God answered my prayer. we lived and the property was undamaged. I wouldn’t see the level of devastation until the following day with the coming of daylight. It wouldn’t be until then that i realized just how blessed we were to have survived. In our little town a tornado lifted the roof off the gas station. In Kerrville they had endured biblical amounts of hail and roofs were destroyed, shingles and roof panels laying all over the ground, windows busted out and shattered, there were trees that didn’t have a single leaf left on them. There was a green carpet of shed leaves on every sidewalk and stretch of asphalt. Trees and tree branches were down everywhere. The power was out. In areas where the tornados had touched down trees were missing their tops. It hit the walmart. I didn’t go look but people told me it picked up the basket returns and threw them out of the parking lot and uprooted trees. Somebody said to me “Walmart looks like a war zone.” In my car my tiny hand soap had exploded. Then the pictures began surfacing. It seemed people in town had been having a worse go of it than me huddled under the bed all night.

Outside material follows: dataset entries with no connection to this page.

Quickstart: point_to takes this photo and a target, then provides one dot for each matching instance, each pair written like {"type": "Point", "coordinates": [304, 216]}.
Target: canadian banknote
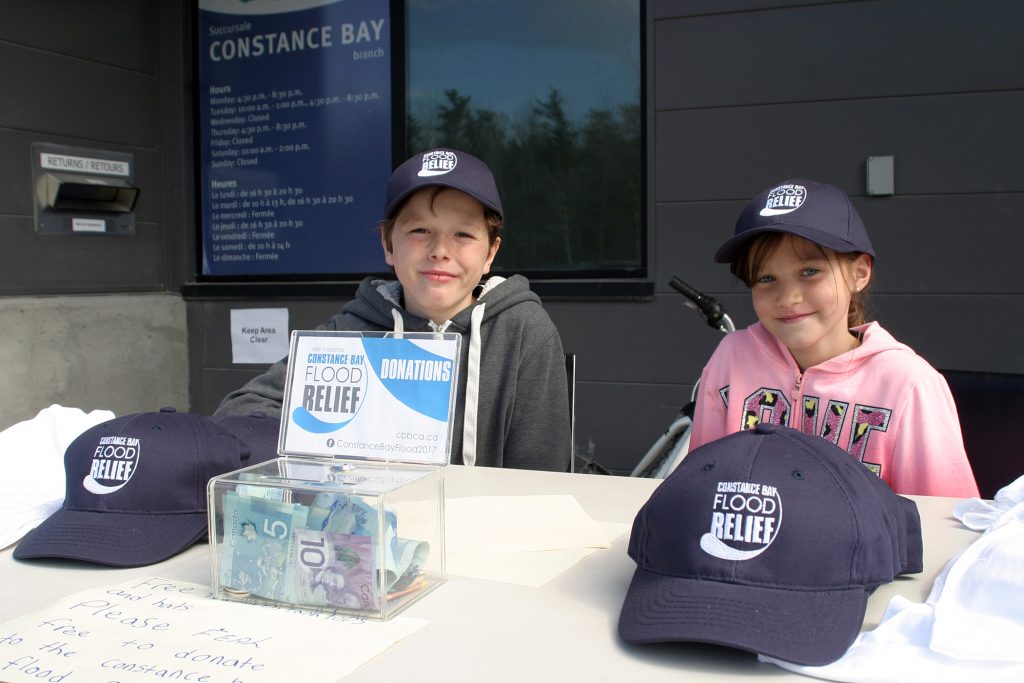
{"type": "Point", "coordinates": [258, 549]}
{"type": "Point", "coordinates": [335, 570]}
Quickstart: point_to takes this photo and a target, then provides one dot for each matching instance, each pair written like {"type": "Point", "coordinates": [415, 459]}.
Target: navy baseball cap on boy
{"type": "Point", "coordinates": [443, 167]}
{"type": "Point", "coordinates": [768, 541]}
{"type": "Point", "coordinates": [135, 491]}
{"type": "Point", "coordinates": [815, 211]}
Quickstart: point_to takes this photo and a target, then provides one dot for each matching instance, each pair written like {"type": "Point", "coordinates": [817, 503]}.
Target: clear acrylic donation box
{"type": "Point", "coordinates": [350, 516]}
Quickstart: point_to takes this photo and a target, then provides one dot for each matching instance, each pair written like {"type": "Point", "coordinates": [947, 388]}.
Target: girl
{"type": "Point", "coordinates": [812, 363]}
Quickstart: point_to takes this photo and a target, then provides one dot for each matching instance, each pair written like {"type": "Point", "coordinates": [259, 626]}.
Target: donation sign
{"type": "Point", "coordinates": [295, 123]}
{"type": "Point", "coordinates": [373, 395]}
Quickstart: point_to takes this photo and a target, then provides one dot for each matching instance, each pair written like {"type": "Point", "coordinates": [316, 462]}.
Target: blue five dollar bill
{"type": "Point", "coordinates": [322, 555]}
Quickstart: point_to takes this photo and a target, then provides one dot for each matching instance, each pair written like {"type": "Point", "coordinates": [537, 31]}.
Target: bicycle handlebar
{"type": "Point", "coordinates": [706, 304]}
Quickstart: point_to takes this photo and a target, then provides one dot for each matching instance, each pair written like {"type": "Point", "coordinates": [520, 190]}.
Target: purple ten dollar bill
{"type": "Point", "coordinates": [335, 569]}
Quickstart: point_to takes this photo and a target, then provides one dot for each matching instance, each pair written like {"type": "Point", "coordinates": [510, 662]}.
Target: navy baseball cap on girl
{"type": "Point", "coordinates": [769, 541]}
{"type": "Point", "coordinates": [446, 168]}
{"type": "Point", "coordinates": [815, 211]}
{"type": "Point", "coordinates": [135, 491]}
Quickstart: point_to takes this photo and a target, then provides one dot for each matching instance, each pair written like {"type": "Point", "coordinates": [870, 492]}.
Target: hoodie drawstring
{"type": "Point", "coordinates": [472, 388]}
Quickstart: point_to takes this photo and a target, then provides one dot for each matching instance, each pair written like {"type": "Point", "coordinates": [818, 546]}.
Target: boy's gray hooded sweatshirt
{"type": "Point", "coordinates": [512, 382]}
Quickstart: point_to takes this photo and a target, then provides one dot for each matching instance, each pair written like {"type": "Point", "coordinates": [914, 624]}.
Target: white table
{"type": "Point", "coordinates": [487, 631]}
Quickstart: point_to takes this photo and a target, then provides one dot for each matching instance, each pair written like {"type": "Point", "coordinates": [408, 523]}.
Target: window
{"type": "Point", "coordinates": [549, 95]}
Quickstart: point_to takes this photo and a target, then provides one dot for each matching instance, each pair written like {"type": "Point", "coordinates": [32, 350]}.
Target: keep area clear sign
{"type": "Point", "coordinates": [295, 119]}
{"type": "Point", "coordinates": [372, 395]}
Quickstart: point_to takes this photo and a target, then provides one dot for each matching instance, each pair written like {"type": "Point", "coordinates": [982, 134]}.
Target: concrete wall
{"type": "Point", "coordinates": [87, 319]}
{"type": "Point", "coordinates": [125, 353]}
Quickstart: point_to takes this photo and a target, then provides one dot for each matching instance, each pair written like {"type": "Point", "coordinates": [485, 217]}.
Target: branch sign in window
{"type": "Point", "coordinates": [371, 395]}
{"type": "Point", "coordinates": [295, 112]}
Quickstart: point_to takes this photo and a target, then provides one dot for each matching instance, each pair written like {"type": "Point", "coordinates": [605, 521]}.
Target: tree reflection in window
{"type": "Point", "coordinates": [569, 171]}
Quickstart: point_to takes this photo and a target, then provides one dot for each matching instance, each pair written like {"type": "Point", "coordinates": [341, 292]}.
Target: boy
{"type": "Point", "coordinates": [440, 232]}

Disclaimer: These are not my photos. They were taken by friends and acquaintances. This is all hail.

The following day the weather forecast would predict that another storm capable of much the same would be developing between 1 and 4 pm. Storm chasers arrived in droves, having taken notice of the previous night’s storm and hoping to see more of the same. I hurried to finish my work and then drove like a bat out of **** to beat the black beast in my rearview mirror by seconds as i raced its arrival at my home. Lightening cracked across the sky as i jumped out to chain the gate. I ran the car up on the mulch pile and under the oak trees, gathered my things, hopped out, and ran to the house, black clouds on my heels. It began to rain. I flung the door open, herding the dogs outside and screaming “go potty” over the wind and thunder. Both dogs squatted without fuss and ran back to the house. The chickens, as usual, were standing in the rain like the crazy birds they were. As a huge clap of thunder shook the ground beneath my feet i leapt up the porch steps and twisted the knob, letting the dogs in the house. I didn’t feel that same hair-standing-on-end feeling i had yesterday so for a while we just relaxed in the house and kept an eye on the rain. However, an hour into the storm i began to get uneasy. The dogs seemed antsy. The cold air came through the sides and underneath the door like it had the day before. The sky didn’t look right. The wind picked up, and i had that bad feeling in the pit of my stomach. I began pulling things out from under the bed once more. I moved things frantically about. When i got the space cleared enough i shoved Sili in once again, joined her, and called Cashew. It took some yelling and pushing but both dogs finally laid down instead of trying to stand up under the mattress. Again i made a barrier out of bags of rice. I called my mother. She said that there was a tornado on my street, four streets down from my intersecting street. It was set to move right underneath us, just to the south of where we were crouched under the bed. Both mom and i prayed that it wouldn’t move north at all as it rotated. It didn’t. It skirted underneath us so close that had i been outside i probably would have seen it. I went ahead and ordered an emergency weather radio. It was set to arrive in 5 days. I had to do something. This, was too close.